First, and most importantly, let's define "on your own time." On your own time means you are hitting your scheduled work on schedule, and that will not change if you fix or implement this one thing. If you're behind on your scheduled work, then you really shouldn't be doing any rogue programming. Whether not impacting your schedule means you work a saturday, do some exploration at home, or just have some slack in your schedule you'd like to exploit, if you don't complete the tasks you are supposed to be working on, you've done more damage than whatever improvement you're working on the side could benefit.

Additionally, you need co-conspirators. These days, programming is very collaborative process, and for the most part, the cowboy mentality is a dying thing. If you talk to your lead or other engineers about a problem ("Hey, X is pretty f'd up") and no one else agrees, or you can't make the case, then hey, maybe X really isn't that important! You really want to be working with a group of people that you can convince with sound arguments that something is a problem, and a lot of the time a little discussion about a problem can turn into a scheduled task -- and no rogue programming.

Often you'll be faced with something that everybody agrees *should* be done, but there's no time to do it. In these cases, I've found with good leads (which I've been blessed with the last few years), you can get tacit approval to do something "on your own time." This often takes trust -- I wouldn't recommend going off and "just doing it" until you've earned that trust.

If you've gotten to this point, you're in pretty good shape to go off and do some "rogue programming" -- because at this point (and this is where the joke comes in), it really isn't rogue at all.

Now if you're at a company where you constantly feel like you need to "go around people" to "just do things," then maybe you really do need a change of venue, because that is not a healthy team. I happen to know someone who is hiring.


  1. It's not so much the fact that you ship with hacks - that's survivable.

    The bigger issue is when you start shipping with architectural hacks piled on top of each other, with a completely unsound foundation.

    And that's where rogue programming breaks down. You can hardly go in and "fix the architecture" on a weekend, without core players being involved.

    BTW: Hi again! Found your blog, thought "That's a cool blog - I like the content". And then realized I knew the author ;)

  2. Welcome to the new blog.

    Yeah architecture problems aren't something you can fix in a weekend. Maybe I didn't write this entry as clear as I'd hoped - I'm not really endorsing rogue programming as a career strategy :) Just writing that if someone really feels they *have* to do it, how to go about it. If someone really is in a situation that warrants it often (and let's face it, there are plenty of situations like that in this industry I'm sure), then the real strategy is to work hard, get things done, and build up the resume to find a better job.

  3. I'm currently working in a second hand code base that doesn't have a lot of defenders.

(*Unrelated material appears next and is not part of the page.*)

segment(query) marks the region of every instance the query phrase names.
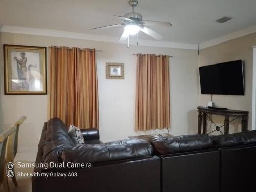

That is, there are few people working on it that were principle architects of the major systems.

    I've been doing some tactical reworking of function signatures, const correctness, converting verified pointers to references as appropriate... you know, general clean up. Sometimes this work has lead to a substantive fix, but is sometimes just cosmetic. Not huge stuff, but I can squeeze in the improvements along with other work I'm doing.

    I'm not sure this qualifies as "rouge" programming as I don't come in on the weekend to do it and I'm not doing it to get around any internal politics. Perhaps it's better categorized as "doing my dang job".